日本大百科全書(ニッポニカ) 「所在不明児」の意味・わかりやすい解説
所在不明児
しょざいふめいじ
住民基本台帳に記録があるが、乳幼児健康診査や予防接種等の受診、福祉サービス、義務教育などの記録がなく、連絡や接触が図れないため自治体が安否を把握できない子供。所在不明児童、居所不明児、所在不明の子ともよばれる。このような子供がいる家庭ではネグレクトや暴行などの虐待が行われている可能性もあり、子供の命が危ぶまれるケースも想定されるが、年齢や就学の実態、事件性の有無などにより行政の管轄が異なるため、これまで積極的な所在確認や捜索、保護などの活動は行われてこなかった。
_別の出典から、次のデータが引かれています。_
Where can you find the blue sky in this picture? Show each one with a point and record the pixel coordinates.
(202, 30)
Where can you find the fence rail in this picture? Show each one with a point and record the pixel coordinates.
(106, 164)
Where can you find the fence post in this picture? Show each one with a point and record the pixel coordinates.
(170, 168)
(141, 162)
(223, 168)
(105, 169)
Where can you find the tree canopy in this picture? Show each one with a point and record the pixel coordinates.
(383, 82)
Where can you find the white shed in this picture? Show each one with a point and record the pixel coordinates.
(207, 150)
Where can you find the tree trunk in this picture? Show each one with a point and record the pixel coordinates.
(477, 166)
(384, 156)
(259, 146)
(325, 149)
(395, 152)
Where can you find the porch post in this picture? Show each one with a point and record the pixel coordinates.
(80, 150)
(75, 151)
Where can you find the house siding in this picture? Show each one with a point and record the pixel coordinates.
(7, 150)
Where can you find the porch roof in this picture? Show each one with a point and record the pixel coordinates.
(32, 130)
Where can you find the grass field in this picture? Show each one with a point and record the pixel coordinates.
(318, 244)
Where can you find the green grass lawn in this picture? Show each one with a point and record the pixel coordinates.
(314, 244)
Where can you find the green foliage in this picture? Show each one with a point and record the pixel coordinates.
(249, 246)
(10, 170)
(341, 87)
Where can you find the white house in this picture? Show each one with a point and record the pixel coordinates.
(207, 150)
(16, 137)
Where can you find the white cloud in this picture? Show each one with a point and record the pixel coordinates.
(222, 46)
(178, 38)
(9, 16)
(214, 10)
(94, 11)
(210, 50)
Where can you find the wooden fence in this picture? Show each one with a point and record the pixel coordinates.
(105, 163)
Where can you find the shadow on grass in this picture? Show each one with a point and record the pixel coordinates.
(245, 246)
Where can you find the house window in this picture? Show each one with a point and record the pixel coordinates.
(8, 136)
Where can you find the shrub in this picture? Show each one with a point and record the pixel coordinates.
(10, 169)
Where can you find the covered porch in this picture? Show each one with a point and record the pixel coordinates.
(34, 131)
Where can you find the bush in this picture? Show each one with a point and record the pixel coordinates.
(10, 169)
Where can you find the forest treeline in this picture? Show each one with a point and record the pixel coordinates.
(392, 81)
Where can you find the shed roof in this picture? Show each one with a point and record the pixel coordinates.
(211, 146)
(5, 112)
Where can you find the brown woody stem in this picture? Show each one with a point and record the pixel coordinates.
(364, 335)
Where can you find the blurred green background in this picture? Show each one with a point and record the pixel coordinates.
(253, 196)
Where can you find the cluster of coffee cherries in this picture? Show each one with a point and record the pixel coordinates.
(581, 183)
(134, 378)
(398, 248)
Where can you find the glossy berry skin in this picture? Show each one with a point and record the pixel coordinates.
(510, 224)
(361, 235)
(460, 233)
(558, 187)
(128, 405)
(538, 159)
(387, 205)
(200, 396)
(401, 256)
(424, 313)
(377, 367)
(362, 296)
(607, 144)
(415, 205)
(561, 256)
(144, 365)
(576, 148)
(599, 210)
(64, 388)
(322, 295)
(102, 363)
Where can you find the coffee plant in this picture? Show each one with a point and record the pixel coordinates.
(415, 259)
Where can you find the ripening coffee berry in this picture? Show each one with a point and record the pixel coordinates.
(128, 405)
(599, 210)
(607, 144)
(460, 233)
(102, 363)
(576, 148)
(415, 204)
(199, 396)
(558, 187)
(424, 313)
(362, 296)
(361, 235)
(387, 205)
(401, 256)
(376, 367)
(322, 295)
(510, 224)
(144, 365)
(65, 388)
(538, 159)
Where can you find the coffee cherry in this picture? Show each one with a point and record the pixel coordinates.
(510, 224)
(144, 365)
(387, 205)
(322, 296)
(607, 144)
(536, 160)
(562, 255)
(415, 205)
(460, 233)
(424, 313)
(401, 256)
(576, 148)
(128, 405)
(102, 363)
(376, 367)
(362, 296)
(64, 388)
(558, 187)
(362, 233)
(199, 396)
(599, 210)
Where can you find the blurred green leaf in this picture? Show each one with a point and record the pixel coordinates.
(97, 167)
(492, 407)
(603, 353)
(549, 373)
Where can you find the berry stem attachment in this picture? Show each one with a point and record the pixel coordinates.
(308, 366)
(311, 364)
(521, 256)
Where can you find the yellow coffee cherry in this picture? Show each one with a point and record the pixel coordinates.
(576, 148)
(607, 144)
しかし、2010年(平成22)ごろから所在不明とされていた児童の死亡事件などが全国で相次いだことから実態の把握や対策を求める世論が高まり、子供を虐待から守るための法整備を求める市民運動も広がった。これをきっかけに2014年、厚生労働省が「居住実態が把握できない児童」に関する調査を行った。調査の対象は、2014年5月1日時点で自治体に住民票があるが、調査時点で乳幼児健康診査等の保険や福祉サービスに関する電話や家庭訪問等による連絡が取れず、居住実態の確認が必要と判断された家庭の児童で、当該自治体が調査を行い、厚生労働省が結果を集計。調査時点で居所実態が把握できない児童の数は全国で約2900人にのぼった。当該児童については各自治体により所在確認が続けられ、同年10月20日時点で不明の児童は141人となった。同年8月には、政府全体でこの問題を含めた児童虐待防止に取り組むための「児童虐待防止対策に関する副大臣等会議」が設置された。